Bullying My Story



When I was in school I had a pretty good circle of friends and I loved going to school until I reached the age of 14/15, that was when it went downhill for me. I started making wrong choices becoming friends with the wrong people and just getting into trouble.

I started to get bullied around 14/15 and it was the worst time of my life, I ended up dropping out of school and not going back when I was 16. It was never physical bullying but the verbal bullying hurt more. I would go home most days from school and just sit in my bedroom and cry until I couldn't anymore.

The bullying wasn't just about my appearance or how I dressed, it was general name calling. I was once followed home by a bunch of girls and then threatened to beat me up after school, I would lock my door when I got home every day in case someone could get in.

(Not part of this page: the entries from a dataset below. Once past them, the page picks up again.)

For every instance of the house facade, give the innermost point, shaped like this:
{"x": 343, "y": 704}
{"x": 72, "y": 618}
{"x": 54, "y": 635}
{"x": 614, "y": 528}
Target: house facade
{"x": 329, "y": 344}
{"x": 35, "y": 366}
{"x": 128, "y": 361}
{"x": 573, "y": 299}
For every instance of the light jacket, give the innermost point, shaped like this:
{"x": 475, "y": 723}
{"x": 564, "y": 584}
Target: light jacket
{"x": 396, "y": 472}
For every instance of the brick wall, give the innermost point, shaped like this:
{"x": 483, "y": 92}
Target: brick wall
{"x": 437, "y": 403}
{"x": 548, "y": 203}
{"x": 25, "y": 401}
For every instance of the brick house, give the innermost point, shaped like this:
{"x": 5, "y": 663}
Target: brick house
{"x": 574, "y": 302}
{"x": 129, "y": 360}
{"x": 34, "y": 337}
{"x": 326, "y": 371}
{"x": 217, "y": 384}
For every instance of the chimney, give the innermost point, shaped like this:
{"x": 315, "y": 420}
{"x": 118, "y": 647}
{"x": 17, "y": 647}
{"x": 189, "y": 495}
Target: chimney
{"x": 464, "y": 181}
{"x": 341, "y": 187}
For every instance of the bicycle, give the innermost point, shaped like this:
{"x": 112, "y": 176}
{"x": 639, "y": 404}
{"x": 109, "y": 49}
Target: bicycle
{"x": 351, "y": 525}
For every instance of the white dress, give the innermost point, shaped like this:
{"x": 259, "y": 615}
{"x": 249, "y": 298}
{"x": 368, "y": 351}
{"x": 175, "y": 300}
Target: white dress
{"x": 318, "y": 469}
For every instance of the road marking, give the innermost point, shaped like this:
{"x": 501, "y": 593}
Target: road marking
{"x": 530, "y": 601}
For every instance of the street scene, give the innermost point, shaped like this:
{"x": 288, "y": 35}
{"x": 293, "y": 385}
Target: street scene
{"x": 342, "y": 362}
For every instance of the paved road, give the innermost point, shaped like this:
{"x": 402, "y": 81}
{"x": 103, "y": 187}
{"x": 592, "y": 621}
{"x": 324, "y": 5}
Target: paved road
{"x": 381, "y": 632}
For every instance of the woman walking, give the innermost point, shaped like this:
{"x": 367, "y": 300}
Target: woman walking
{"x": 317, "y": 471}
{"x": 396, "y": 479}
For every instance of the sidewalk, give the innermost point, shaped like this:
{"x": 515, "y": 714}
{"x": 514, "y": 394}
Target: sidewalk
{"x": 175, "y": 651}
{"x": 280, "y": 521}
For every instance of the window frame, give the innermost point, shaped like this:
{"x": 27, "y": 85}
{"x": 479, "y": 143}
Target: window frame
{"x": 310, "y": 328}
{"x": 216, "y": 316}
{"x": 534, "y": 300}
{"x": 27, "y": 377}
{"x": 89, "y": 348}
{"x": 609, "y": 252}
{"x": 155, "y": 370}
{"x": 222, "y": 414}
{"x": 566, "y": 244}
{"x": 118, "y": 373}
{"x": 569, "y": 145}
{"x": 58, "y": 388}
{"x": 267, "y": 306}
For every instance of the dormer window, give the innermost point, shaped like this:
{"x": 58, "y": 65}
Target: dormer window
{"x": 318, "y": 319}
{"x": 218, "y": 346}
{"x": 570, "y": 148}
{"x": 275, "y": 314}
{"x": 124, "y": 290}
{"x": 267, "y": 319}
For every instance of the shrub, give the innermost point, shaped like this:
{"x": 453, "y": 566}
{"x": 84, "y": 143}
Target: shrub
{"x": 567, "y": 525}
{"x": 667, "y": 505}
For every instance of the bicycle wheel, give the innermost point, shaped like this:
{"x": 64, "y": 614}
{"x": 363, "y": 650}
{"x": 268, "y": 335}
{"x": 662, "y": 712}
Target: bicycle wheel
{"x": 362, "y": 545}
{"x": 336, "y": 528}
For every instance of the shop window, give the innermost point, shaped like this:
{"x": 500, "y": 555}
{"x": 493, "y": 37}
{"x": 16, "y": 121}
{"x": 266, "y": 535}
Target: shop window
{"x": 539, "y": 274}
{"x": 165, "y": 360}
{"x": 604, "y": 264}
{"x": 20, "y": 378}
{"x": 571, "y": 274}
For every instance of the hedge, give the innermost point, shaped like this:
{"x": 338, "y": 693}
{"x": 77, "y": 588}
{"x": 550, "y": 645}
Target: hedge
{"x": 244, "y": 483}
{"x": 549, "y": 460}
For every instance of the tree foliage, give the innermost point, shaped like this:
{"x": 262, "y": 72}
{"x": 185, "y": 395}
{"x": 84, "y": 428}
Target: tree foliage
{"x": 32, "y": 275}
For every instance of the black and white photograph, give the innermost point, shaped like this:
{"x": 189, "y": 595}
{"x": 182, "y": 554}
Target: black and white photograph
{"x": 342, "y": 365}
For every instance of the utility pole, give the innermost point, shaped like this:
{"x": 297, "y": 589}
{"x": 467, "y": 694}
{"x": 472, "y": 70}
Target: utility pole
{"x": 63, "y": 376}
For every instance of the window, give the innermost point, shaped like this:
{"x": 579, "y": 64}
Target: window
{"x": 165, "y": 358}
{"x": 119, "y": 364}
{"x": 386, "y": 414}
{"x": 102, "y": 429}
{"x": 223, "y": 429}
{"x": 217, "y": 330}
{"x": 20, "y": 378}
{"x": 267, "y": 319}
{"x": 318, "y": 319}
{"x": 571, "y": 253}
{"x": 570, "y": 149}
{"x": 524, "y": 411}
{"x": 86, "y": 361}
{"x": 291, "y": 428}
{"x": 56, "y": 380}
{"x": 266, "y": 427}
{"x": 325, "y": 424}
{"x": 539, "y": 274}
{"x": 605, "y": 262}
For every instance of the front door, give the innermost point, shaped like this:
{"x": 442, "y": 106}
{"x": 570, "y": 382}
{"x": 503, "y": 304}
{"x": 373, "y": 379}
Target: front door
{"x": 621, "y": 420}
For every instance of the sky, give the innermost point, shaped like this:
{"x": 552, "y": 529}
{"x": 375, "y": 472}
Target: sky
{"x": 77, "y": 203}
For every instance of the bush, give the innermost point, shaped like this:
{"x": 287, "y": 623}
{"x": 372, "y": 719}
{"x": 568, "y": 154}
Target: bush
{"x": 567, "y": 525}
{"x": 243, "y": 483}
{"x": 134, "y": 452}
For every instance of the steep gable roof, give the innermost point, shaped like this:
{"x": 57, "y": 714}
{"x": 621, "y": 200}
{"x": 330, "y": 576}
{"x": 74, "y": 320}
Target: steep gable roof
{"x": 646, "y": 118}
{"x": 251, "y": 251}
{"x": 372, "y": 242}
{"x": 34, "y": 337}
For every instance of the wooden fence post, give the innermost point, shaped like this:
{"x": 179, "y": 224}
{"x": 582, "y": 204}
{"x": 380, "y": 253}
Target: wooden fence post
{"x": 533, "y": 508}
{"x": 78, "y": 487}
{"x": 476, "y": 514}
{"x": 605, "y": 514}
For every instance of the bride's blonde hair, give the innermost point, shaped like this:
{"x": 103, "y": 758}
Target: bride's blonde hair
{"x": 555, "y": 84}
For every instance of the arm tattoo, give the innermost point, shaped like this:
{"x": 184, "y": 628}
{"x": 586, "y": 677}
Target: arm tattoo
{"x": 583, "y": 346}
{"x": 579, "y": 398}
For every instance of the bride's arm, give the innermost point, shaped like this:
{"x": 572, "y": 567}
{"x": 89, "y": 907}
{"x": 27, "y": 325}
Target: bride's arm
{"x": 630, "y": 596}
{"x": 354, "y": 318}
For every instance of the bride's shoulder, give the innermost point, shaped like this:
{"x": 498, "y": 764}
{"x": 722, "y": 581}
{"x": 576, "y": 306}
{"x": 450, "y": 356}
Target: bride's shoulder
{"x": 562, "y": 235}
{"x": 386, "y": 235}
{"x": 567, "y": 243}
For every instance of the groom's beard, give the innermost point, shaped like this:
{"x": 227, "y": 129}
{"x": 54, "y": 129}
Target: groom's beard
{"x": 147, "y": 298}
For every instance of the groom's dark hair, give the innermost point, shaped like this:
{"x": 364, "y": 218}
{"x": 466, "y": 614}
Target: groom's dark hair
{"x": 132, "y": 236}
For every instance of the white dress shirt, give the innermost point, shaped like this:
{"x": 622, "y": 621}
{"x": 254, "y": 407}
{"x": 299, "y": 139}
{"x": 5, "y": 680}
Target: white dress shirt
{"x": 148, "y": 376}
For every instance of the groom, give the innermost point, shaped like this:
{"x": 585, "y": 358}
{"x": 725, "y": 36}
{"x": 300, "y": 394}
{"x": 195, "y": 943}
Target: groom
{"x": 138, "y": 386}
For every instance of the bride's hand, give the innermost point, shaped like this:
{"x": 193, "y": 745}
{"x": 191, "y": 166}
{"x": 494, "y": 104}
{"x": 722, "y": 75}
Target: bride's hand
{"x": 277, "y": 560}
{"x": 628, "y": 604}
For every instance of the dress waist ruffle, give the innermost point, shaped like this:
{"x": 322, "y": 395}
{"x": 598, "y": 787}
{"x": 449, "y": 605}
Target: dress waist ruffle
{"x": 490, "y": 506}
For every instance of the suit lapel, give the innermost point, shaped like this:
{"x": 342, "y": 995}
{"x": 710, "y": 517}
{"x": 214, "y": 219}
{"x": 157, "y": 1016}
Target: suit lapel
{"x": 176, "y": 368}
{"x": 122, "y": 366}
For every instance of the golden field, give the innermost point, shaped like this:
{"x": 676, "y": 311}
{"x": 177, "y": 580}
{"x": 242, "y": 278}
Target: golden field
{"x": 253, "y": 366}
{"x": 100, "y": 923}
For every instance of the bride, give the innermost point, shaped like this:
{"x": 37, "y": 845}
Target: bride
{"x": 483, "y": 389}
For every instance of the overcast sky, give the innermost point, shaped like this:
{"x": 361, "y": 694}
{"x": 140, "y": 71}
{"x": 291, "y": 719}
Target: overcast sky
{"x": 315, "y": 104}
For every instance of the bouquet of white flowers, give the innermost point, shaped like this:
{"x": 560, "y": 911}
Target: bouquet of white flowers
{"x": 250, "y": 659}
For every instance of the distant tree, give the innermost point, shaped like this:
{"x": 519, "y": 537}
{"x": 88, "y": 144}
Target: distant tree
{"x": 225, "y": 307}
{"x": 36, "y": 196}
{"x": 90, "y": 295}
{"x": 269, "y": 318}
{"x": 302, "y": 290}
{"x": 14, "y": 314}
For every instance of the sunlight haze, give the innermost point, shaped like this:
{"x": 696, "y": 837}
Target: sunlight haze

People think that bullying is just something all kids go through and that it makes people stronger. In fact, it causes more of an adverse affect on their lives later on. In my case, I have depression and self-hate towards the way I look.

I wake up every morning hating the way I look because I have the image in my head that everyone is judging me when I walk down the street. I know that they aren't but because of what I have been called in the past it has affected me.

Insecurities rule my life, I hate the way I look, I look through social media and magazines and see all these beautiful girls and think where did I go wrong, why can't I look like that. I wish I had more confidence in myself.

Bullies need to realize what they do to people, not just in the present but in the future.